Private Busunternehmen erhielten 17 Mio. Euro

Das Innenressort überwies laut Anfragebeantwortung Ende Dezember 2016 an die ÖBB exakt 3.665.656,13 Euro. Grund für den Zahlungsverzug seien die Abklärung der Zuständigkeiten und eine umfangreiche Überprüfung der Leistungen gewesen, schreibt Sobotka in der Beantwortung. An private Busunternehmen wurde hingegen bereits mehr als 17 Mio. Euro ausgezahlt. Die Begleichung dieser Rechnungen erfolgte im Gegensatz zu jenen der ÖBB laufend. Der Grüne Verkehrssprecher Georg Willi witterte im “Standard” daher eine Bevorzugung der “wohl schwarzen Busunternehmer” gegenüber der “roten Bundesbahnen” und warf Sobotka “unterschiedliche Zahlungsmoral” vor.

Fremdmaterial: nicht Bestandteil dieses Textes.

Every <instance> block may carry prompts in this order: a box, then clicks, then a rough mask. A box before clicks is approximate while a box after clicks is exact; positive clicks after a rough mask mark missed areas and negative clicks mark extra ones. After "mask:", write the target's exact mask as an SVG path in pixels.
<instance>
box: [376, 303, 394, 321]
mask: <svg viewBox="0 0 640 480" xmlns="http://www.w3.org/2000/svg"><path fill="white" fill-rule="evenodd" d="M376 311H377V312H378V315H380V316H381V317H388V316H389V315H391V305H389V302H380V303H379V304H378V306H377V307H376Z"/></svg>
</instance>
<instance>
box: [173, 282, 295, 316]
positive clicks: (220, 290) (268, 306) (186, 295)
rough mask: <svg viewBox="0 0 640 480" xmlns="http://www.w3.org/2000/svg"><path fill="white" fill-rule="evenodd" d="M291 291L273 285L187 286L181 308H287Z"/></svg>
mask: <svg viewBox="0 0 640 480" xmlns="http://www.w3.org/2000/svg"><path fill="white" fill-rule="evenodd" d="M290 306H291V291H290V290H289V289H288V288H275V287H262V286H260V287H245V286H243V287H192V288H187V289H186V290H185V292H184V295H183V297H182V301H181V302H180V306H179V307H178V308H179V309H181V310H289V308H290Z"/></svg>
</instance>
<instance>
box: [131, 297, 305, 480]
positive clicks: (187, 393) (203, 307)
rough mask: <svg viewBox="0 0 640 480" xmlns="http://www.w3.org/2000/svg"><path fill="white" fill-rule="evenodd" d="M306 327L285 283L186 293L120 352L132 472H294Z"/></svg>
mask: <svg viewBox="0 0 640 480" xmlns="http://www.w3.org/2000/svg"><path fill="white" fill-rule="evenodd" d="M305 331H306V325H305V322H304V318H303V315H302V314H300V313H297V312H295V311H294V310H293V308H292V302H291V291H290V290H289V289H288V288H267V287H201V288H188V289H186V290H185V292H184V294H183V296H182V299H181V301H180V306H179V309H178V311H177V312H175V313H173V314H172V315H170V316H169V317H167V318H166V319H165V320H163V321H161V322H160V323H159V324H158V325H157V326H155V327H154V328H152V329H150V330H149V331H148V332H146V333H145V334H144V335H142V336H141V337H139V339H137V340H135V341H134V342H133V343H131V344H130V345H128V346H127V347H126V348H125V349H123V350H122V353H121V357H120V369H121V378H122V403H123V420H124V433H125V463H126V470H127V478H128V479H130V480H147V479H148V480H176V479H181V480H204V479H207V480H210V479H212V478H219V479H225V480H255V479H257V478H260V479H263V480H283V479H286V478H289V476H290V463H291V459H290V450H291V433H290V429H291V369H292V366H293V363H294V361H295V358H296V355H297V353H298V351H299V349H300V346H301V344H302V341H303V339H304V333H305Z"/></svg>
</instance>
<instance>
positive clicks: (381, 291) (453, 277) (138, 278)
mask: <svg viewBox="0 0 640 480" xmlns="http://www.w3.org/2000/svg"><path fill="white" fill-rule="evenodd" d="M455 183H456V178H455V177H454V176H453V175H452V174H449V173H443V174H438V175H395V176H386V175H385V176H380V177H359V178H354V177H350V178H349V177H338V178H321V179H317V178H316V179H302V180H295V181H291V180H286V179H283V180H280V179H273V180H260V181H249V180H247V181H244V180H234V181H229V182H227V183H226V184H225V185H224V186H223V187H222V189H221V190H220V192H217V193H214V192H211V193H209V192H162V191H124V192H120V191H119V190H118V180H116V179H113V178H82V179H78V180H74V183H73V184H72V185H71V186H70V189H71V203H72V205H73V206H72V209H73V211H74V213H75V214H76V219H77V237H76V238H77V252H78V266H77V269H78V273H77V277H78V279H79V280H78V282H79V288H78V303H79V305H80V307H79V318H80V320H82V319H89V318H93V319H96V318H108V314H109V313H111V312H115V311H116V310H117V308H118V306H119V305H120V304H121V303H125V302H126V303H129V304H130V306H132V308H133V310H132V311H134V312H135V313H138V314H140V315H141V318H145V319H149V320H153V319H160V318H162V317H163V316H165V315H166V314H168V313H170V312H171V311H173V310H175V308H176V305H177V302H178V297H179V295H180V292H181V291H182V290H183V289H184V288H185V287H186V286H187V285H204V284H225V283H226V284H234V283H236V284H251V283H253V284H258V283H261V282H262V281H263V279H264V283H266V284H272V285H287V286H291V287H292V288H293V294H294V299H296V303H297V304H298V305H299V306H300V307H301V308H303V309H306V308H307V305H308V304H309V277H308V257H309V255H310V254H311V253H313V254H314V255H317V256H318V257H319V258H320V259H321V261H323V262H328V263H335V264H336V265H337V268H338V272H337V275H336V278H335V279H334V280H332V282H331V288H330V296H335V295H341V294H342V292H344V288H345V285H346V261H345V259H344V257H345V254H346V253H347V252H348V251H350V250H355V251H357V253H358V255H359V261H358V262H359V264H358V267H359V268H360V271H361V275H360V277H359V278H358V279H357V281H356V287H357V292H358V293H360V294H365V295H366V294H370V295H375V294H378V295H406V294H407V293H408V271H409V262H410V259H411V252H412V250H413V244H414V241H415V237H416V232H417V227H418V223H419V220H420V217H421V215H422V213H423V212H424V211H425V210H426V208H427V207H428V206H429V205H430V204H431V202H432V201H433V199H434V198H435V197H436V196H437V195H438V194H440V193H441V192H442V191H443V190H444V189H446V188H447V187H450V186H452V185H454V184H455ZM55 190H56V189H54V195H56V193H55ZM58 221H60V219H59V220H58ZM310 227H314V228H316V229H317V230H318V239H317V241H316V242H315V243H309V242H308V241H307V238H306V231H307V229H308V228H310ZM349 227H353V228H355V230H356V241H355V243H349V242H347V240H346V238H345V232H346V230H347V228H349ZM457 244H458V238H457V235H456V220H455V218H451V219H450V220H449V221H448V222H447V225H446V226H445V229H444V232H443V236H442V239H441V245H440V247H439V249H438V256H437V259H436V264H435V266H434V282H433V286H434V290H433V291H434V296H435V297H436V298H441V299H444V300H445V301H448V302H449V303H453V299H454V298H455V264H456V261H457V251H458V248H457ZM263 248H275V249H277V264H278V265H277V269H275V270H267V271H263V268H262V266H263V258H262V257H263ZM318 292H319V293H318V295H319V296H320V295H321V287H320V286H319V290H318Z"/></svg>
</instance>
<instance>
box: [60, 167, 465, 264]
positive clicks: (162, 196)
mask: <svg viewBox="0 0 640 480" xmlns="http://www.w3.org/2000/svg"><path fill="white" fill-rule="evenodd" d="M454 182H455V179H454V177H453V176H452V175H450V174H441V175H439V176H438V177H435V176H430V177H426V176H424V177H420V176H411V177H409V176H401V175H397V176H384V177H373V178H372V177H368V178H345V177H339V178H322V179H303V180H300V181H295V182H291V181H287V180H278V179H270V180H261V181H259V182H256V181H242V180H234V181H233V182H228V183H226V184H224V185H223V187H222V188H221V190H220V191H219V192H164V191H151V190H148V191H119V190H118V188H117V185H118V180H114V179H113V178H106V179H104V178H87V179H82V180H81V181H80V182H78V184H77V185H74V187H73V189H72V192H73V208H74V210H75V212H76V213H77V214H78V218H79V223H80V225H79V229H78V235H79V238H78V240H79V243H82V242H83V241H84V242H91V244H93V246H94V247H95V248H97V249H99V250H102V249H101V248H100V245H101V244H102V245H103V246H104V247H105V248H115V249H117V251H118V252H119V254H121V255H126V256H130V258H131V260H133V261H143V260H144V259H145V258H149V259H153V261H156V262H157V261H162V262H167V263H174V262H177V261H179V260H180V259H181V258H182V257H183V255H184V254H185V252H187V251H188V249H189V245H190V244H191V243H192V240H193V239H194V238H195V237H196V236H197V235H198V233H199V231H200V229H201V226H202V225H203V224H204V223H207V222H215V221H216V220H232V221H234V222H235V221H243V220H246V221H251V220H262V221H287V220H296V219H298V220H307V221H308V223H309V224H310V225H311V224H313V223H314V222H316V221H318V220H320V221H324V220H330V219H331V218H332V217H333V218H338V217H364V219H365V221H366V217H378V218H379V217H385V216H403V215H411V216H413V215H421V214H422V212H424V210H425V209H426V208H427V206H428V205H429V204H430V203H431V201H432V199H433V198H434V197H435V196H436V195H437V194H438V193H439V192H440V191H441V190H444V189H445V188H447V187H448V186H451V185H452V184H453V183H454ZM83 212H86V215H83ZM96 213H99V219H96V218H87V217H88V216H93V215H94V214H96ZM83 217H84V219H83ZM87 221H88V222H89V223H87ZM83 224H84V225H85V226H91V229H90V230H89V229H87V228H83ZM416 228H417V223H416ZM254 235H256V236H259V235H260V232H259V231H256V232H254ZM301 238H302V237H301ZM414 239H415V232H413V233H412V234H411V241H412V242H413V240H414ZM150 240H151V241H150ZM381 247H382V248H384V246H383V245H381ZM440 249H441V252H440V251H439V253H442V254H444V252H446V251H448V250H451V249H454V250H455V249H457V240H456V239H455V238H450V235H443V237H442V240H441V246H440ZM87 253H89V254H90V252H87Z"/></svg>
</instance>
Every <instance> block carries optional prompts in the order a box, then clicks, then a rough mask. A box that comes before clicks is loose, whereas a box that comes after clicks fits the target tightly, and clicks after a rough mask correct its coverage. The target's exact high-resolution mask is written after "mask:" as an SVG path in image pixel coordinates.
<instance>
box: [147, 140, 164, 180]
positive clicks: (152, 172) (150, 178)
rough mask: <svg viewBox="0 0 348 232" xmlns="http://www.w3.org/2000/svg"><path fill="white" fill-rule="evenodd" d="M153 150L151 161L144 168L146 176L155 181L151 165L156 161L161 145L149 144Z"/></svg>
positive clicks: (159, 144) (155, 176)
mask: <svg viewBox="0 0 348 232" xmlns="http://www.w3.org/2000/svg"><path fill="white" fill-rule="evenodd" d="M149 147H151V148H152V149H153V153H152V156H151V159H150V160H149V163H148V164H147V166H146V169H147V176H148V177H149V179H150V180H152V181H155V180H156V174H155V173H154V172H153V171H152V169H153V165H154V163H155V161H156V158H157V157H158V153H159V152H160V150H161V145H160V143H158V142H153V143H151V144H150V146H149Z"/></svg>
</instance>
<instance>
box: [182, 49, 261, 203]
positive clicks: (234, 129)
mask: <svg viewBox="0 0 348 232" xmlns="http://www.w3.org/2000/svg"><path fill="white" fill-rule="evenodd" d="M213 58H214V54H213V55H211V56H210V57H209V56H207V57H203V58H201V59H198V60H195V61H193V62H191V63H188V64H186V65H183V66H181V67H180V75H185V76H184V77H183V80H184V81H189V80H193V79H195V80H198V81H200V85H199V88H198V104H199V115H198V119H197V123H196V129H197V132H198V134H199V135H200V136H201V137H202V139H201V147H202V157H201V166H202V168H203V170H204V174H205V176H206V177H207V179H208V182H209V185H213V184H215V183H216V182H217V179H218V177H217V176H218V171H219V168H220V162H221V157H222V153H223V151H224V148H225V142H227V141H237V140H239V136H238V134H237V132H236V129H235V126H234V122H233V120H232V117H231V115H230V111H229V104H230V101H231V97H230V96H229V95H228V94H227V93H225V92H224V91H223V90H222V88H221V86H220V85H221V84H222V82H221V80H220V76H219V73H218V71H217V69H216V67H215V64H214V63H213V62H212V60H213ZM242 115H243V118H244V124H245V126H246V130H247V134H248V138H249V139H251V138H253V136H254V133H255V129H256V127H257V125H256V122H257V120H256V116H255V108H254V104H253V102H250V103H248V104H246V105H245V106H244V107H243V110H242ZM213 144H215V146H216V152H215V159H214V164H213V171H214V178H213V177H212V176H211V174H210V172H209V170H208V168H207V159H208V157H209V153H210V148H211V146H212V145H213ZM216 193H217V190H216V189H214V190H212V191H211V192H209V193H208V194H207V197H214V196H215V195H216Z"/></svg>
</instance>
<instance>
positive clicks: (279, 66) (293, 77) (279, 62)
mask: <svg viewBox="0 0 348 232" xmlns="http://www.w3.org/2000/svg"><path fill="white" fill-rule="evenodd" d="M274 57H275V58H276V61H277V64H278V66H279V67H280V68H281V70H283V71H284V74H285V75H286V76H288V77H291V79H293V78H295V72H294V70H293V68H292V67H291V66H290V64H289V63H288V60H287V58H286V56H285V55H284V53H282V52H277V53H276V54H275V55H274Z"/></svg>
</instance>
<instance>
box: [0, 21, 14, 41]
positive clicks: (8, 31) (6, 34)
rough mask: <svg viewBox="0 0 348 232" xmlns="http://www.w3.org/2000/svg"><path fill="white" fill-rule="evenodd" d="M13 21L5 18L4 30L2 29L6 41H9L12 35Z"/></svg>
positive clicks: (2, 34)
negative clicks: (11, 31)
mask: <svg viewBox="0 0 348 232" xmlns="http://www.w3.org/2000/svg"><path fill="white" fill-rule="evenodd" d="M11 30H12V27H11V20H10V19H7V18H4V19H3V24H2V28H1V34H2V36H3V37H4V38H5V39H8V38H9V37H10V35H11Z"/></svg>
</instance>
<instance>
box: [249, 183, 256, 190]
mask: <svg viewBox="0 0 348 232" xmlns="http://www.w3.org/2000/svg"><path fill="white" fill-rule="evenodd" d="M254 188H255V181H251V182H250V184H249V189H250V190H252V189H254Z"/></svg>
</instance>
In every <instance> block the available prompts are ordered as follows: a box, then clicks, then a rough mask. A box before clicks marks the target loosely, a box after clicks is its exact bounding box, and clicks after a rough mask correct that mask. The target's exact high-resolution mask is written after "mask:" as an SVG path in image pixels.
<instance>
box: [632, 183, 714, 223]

Weitere Pauschalkosten noch offen

Weitere von der ÖBB in Rechnung gestellten Pauschalkosten wie “zusätzliche Reinigung, Produktion, Aufwand/Personal und Ausfälle”, konnten, so das Innenministerium, “bis dato nicht beglichen werden, da diese im Detail nicht überprüft werden können”. Ob eine Rückerstattung dieser Pauschalkosten an die ÖBB noch zu erwarten ist, wollte man im Innenministerium auf Anfrage der APA mit Verweis auf die Anfragebeantwortung nicht beantworten.